Industry Consolidation
The combination of shrinking markets and increasing legal costs is accelerating consolidation within the sweepstakes industry. Smaller operators — those with limited state coverage, thin margins, and no legal defense budget — are the most vulnerable. When California banned sweepstakes casinos, operators that derived a disproportionate share of revenue from the state faced immediate financial pressure. Some have already shut down or reduced operations to a handful of remaining states.
According to Waterhouse VC data, VGW’s market share has fallen from over 90% to approximately 50% as more than 25 new brands launched in 2025 alone, pushing the total number of active platforms past 140. Despite this, VGW remains the single largest operator and the one best positioned to absorb the costs of multi-state litigation. Stake.us benefits from its crypto-native infrastructure and international parentage. WOW Vegas and Pulsz have built sufficient scale to sustain operations through the current contraction. Smaller platforms without these advantages face a choice: find a buyer, pivot to a non-sweepstakes model, or close.
The SPGA-SGLA merger at the industry association level mirrors what is happening at the operator level: consolidation driven by the need for scale and resources to survive an adverse regulatory environment. The industry that emerges from this period will likely feature fewer operators, larger platforms, and a more standardized approach to compliance — whether that compliance is voluntary or imposed by regulation.
What This Means for Players
The contraction of the sweepstakes market has concrete implications for how players should approach the space in 2026 and 2027.
Platform availability will continue to narrow. If you live in a state that currently allows sweepstakes casinos, that status is not permanent. Monitor legislative activity and attorney general actions in your state. Maintain diversified accounts across multiple platforms so that the loss of one does not eliminate your access entirely.
Bonuses may become less generous. Competition for players drives bonus generosity, and a shrinking market with fewer operators reduces competitive pressure. The aggressive welcome offers and daily login rewards that defined the 2023–2025 growth era may moderate as operators shift from player acquisition to margin preservation.

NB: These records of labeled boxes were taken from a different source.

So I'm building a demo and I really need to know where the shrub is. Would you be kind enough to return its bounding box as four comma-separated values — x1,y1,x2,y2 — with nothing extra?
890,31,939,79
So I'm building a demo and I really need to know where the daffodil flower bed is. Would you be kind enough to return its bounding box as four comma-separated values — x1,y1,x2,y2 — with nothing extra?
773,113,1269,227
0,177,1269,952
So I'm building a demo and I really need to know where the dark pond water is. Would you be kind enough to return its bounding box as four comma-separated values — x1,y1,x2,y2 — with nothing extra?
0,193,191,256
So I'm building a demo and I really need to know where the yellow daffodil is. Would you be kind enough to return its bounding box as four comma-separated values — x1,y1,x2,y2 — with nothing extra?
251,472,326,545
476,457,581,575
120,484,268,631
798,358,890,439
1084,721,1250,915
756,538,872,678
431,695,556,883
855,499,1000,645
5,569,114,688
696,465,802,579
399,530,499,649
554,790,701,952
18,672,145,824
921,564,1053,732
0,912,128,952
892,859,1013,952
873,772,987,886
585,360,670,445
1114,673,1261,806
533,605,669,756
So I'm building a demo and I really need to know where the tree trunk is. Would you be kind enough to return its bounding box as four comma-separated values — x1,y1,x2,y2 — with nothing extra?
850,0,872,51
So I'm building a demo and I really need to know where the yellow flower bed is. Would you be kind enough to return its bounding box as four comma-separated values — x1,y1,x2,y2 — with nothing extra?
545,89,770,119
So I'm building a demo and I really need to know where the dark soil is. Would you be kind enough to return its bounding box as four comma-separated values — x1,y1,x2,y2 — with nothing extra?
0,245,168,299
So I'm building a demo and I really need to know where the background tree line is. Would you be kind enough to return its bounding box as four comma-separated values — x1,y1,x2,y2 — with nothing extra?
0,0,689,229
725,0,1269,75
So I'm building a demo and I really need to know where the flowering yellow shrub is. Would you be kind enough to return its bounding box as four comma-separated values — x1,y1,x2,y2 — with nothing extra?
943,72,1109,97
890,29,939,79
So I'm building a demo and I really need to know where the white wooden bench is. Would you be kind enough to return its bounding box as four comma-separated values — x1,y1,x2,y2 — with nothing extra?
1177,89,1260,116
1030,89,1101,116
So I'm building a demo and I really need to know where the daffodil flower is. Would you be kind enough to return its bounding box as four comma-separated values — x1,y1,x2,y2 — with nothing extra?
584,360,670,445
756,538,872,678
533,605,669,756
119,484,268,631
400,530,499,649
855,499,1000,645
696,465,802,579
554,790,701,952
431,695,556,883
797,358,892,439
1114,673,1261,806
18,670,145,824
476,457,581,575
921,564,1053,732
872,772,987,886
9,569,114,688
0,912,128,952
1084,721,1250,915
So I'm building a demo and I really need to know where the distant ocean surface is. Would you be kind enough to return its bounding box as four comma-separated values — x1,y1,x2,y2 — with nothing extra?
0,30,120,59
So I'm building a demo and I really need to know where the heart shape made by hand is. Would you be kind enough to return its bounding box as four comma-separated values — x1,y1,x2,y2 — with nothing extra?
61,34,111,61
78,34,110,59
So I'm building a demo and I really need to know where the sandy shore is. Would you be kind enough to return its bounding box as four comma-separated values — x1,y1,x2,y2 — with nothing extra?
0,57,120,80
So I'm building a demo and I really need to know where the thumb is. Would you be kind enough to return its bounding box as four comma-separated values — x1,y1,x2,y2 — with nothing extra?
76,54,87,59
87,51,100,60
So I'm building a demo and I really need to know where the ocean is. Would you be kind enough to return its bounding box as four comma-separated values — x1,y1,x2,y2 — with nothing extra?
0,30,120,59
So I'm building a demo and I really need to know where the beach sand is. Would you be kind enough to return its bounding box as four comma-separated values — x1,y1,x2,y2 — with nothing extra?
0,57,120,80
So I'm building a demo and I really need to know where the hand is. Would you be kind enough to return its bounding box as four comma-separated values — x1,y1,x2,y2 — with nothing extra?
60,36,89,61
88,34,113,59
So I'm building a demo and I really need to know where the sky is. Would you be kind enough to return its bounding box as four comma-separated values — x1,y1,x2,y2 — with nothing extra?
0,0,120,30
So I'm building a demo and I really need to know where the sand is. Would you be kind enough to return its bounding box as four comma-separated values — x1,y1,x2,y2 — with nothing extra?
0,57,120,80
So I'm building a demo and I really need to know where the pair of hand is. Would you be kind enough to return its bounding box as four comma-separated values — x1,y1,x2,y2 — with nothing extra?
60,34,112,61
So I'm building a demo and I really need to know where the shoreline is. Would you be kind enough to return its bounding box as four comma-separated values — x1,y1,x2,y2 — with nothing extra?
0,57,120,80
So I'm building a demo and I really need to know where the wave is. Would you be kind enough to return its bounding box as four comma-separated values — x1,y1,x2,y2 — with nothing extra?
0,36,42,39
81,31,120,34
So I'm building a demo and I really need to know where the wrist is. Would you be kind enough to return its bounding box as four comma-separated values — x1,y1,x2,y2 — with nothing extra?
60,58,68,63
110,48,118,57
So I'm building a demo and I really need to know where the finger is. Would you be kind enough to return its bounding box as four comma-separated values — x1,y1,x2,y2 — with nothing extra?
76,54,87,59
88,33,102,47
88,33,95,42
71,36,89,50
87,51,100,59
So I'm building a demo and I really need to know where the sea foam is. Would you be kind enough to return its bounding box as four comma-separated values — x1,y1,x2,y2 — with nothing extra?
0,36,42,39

The tax argument is gaining momentum as a regulatory lever. The AGA estimates that unregulated sweepstakes operations cost the legal gaming industry approximately $17.3 billion in annual revenue, according to AGA data. As states face budget pressures, the argument that sweepstakes casinos should either pay taxes like licensed operators or be shut down entirely becomes increasingly persuasive to legislators.
Safety and trust should weigh more heavily in your platform decisions. As smaller operators exit the market under financial pressure, the risk of abrupt shutdowns — with player balances still unredeemed — increases. Stick to well-capitalized platforms with established payout records. Redeem regularly. Do not let SC accumulate on any single platform beyond what you can afford to lose.
Where the industry goes from here is uncertain. What is certain is that the era of unregulated, explosive growth is over. The sweepstakes model will survive in some form — the demand is too large and the legal arguments too nuanced for a nationwide prohibition. But the shape of that survival — how many platforms, in how many states, under what rules — will be determined by courts, legislatures, and attorneys general over the next 12 to 18 months. The players who navigate this transition best will be the ones paying attention to the regulatory landscape, not just the game lobby.